Nuestro recorrido por las pequeñas calles y plazas que conforman
este casco antiguo nos lleva a la Plaza del Pazo
de los Patiño. La construcción se originó a partir de
la Torre defensiva del lado este, que data del siglo XVI, aunque
la mayoría de las edificaciones son del siglo XVIII. Destaca
la fachada principal con una escalera de piedra que se dirige a
una terraza. En los muros, podemos ver los escudos de armas de las
diferentes familias que lo habitaron. El Pazo
de los duques de Patiño está situado en el centro de
la localidad de Sanxenxo, en la parroquia de Padriñán. Se trata
de un pazo ajardinado de gran belleza, cuyo origen puede haber sido
una torre posteriormente modificada. La construcción tiene forma
de escuadra y se estructura en dos niveles: bajo y piso.
La casa tiene varias piedras armeras, una de las cuales lleva
las armas de los Patiño: Cinco patos de plata sobre fondo azul.
El título de Duque de Patiño fue concedido por Felipe V en Nápoles
a don Baltasar Patiño y Saavedra de Moscoso, propietario del pazo
en el siglo XVIII. Se dice que este linaje tuvo su primitivo solar
en Galicia, en Patiñorbe. Sus distintas ramas se extendieron por
Galicia, Portugal y Andalucía, e incluso una de estas pasó a Italia,
de la que proceden los marqueses de Castelar. En la actualidad
este pazo pertenece a la actual Marquesa de Patiño, que es nieta
del sexto duque Juan de Dios Patiño Acevedo.
El Pazo de los Pardo. Tiene
planta rectangular y entrada con arco de medio punto entre pilastras
rematadas con un frontón y pequeño óculo en el centro. Posee además
una pequeña espadaña. junto a su pequeña capilla y el hórreo forman
un interesante conjunto arquitectónico. En la fachada principal
destacan sus grandes balcones y el escudo de armas de los Figueroa.

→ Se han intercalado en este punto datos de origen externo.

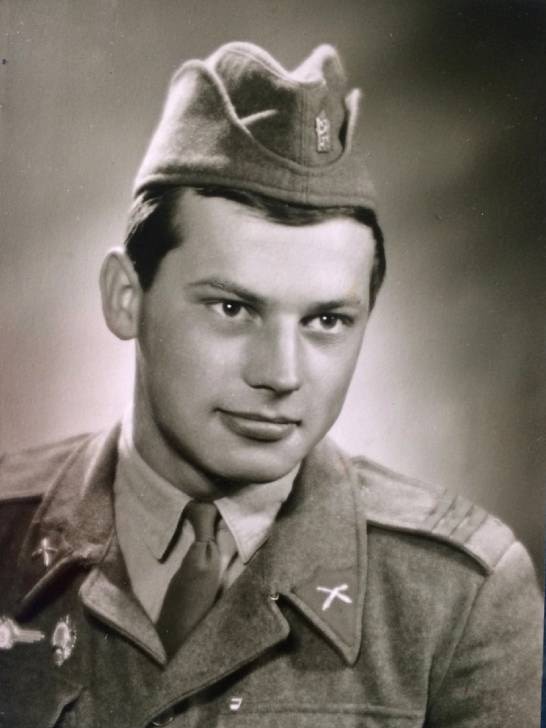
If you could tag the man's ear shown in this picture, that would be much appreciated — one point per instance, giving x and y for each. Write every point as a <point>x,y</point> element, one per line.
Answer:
<point>121,294</point>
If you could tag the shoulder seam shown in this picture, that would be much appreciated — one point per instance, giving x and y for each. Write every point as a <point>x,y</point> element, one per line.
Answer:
<point>399,503</point>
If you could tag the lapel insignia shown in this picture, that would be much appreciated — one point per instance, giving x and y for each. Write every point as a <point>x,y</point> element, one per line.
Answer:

En el lugar de Revel se encuentra el Pazo Revel,
con dos edificaciones, la más antigua perteneciente al siglo XVII.
El pazo del Revel se localiza en la
parroquia de San Pedro de Vilalonga. El lugar concreto donde se
ubica es el antiguo Casal y Coto del Revel. Este edificio está formado
por dos partes diferenciadas y que pertenecen a dos épocas distintas.
La parte más antigua, del siglo XVII, se caracteriza por tener una
planta en forma de escuadra y está dividida en planta baja y piso.
En la fachada principal se encuentra uno de los escudos heráldicos.
Destaca una gran solana cubierta por la prolongación del tejado,
que a su vez se apoya sobre once columnas. A sus pies se extiende
el jardín. La otra parte es más reciente y tiene planta rectangular.
Tiene un escudo con las armas de los Valladares y Rivera. Está muy
bien conservado y en él predomina más el aspecto de solidez que
el del lujo. Se dice que su nombre le viene de un conde llamado
Hermenegildo, rebelde por reclamar la propiedad de las salinas de
A Lanzada. En el siglo XV era propiedad del Mariscal Suero Gómez
de Sotomayor. Hace años fue adquirido por Luis Ansorena Garret,
que lo ha transformado en hotel.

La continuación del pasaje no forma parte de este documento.